Avec ses 79 millions d’habitants, dont plus de la moitié âgée de moins de 30 ans, l’Iran est un marché dynamique très convoité par les marques internationales. Une convoitise qui s’effectue au grand jour depuis la levée intégrale en janvier dernier des sanctions qui pesaient sur le pays. Journaliste et consultante franco-iranienne, Nilufar Khalessi, qui a récemment réalisé - avec Coralie Bergdoll pour la partie beauté - une étude payante baptisée « Les nouveaux visages de l’Iran, beauté mode et paradoxes » (The new faces of Iran Beauty, Fashion and Paradoxes) », décrypte pour FashionMag Premium le marché iranien de la beauté et ses particularités.
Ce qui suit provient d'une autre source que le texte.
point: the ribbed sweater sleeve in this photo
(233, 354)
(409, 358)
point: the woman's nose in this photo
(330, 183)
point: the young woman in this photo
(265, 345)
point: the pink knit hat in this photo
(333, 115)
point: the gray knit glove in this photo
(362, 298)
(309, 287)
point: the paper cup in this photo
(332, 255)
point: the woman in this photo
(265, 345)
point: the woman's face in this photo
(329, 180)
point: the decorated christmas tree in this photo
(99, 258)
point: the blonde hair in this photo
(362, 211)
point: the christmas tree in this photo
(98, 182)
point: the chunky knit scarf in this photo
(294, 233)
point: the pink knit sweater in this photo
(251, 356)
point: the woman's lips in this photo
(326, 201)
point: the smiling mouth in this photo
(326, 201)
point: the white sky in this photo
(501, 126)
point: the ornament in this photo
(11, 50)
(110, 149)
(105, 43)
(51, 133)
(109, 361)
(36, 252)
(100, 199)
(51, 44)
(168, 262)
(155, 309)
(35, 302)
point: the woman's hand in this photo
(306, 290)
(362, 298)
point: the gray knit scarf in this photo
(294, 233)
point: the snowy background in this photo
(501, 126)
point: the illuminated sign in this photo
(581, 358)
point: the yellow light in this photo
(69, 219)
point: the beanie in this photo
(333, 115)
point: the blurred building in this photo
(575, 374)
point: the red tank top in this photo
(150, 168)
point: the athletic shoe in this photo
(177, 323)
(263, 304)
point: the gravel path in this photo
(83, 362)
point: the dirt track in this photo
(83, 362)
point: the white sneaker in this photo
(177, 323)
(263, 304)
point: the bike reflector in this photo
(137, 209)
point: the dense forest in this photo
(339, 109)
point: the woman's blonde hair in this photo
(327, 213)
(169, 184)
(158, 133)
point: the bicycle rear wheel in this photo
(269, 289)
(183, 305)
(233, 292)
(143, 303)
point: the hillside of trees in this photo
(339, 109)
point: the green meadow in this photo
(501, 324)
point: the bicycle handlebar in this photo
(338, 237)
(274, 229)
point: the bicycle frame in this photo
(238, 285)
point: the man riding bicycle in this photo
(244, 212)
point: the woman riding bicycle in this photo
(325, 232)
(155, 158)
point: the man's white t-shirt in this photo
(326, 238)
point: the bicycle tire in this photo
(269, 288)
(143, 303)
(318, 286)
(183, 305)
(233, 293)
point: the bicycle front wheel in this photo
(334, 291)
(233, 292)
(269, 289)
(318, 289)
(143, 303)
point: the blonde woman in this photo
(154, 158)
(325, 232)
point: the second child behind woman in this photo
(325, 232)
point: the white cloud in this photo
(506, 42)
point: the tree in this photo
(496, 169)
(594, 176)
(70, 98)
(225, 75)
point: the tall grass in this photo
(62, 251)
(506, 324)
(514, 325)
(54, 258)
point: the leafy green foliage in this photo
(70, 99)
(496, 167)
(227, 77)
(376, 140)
Photo du compte Instagram du concept-store de Téhéran M Zone - Instagram


FashionMag :
Aujourd’hui comment se traduit l’ouverture du marché iranien ?
 
Nilufar Khalessi : Les sanctions internationales ont été levées de manière intégrale en janvier dernier à l'issue d'un processus en plusieurs étapes. En revanche, aujourd’hui par exemple, il n’y a toujours pas d’échanges bancaires qui fonctionnent et il reste des choses à mettre en place. Cela prend du temps, surtout après 35 ans d’embargo. Donc si vous me demandez si, à date, c’est la révolution dans la vie des Iraniens, la réponse est non évidemment. Cependant, je reviens de Téhéran et ce qui est vrai, c’est qu’il y a beaucoup plus d’espoir, de « liberté » d’entreprendre, de faire, les choses sont beaucoup plus fluides dans l’esprit des gens et dans la pratique. Et cela plus particulièrement dans les secteurs de la beauté et de la mode, qui se portent bien depuis un petit moment déjà.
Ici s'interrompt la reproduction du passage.